The Volcker Shock was the beginning of a massive, decades-long redistribution of wealth from the bottom up. While wages and living standards for workers have stagnated or declined for the past 40 years, profits, share values and income inequality have risen to their highest levels on record. This was a global process, but it found its most extreme form in the United States, the center of the world financial system.
The main response of the US government to the pandemic was not to carry out public health measures to save lives, but to pump trillions of dollars to shield the financial system and major corporations from the economic impact. These vast sums of money, which dwarf even the bailouts in 2008–2009 during the Great Recession, represent a vast debt which can only be repaid through the increased exploitation of the working class. Living standards, already pushed to the brink, have to be reduced even further.
What has been the result? Workers are being reduced to the level of industrial slaves. Railroad workers are unable even to schedule doctors’ appointments or spend time with their families. “Our lives belong to the railroads,” as one railroader put it.
But the situation confronting rail workers is not unique. The conditions in the US increasingly resemble those of the 1800s, or are in some respects even worse. There are countless factories in the United States where 80 hour workweeks, and even working for months on end without a single scheduled day off, are the rule. To compensate for workers lost due to resignations, injury or COVID-19, thousands of poorly trained supplemental workers are being herded into workplaces. This has created unsafe working conditions that have led to horrifying industrial accidents, such as the death of Steven Dierkes when he fell into a crucible filled with molten metals at a Caterpillar foundry.
This has produced a surge of strikes and other forms of social protests, both in the US and around the world. The response of governments, driven by the logic of its class policy, is to resort to open repression. Biden’s attack on the railroaders’ right to strike finds its reflection in similar measures being taken by governments all over the world.

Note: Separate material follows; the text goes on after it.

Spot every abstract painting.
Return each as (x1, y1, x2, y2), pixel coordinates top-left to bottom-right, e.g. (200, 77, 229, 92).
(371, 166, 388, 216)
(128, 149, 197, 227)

Three essential lessons for the working class flow from this. The first is the class character of the state, which is not a neutral body standing above society, but a “committee for managing the common affairs of the whole bourgeoisie,” as Marx put it. As workers enter into a struggle over wages, working conditions and other basic issues, they find themselves more and more locked in a political struggle with the capitalist state. The first condition for a victory in this struggle is the complete independence of the working class from all the capitalist parties, both right and nominally “left.”
The second is that a movement of the working class depends upon the development of organizations independent of the pro-corporate trade union apparatus—rank-and-file committees, composed of and controlled by the workers themselves, through which they can unify their struggles across industries and countries. To this end, the International Committee of the Fourth International has initiated the formation of the International Workers Alliance of Rank-and-File Committees (IWA-RFC).
The third lesson is the social interests of the working class are incompatible with the maintenance of the capitalist system. Capitalism, which long ago became obsolete, can only maintain itself through driving the working class to the brink. The opposition in the working class must therefore be rooted in an anti-capitalist, socialist perspective, based on the reorganization of society to meet human need, not private profit.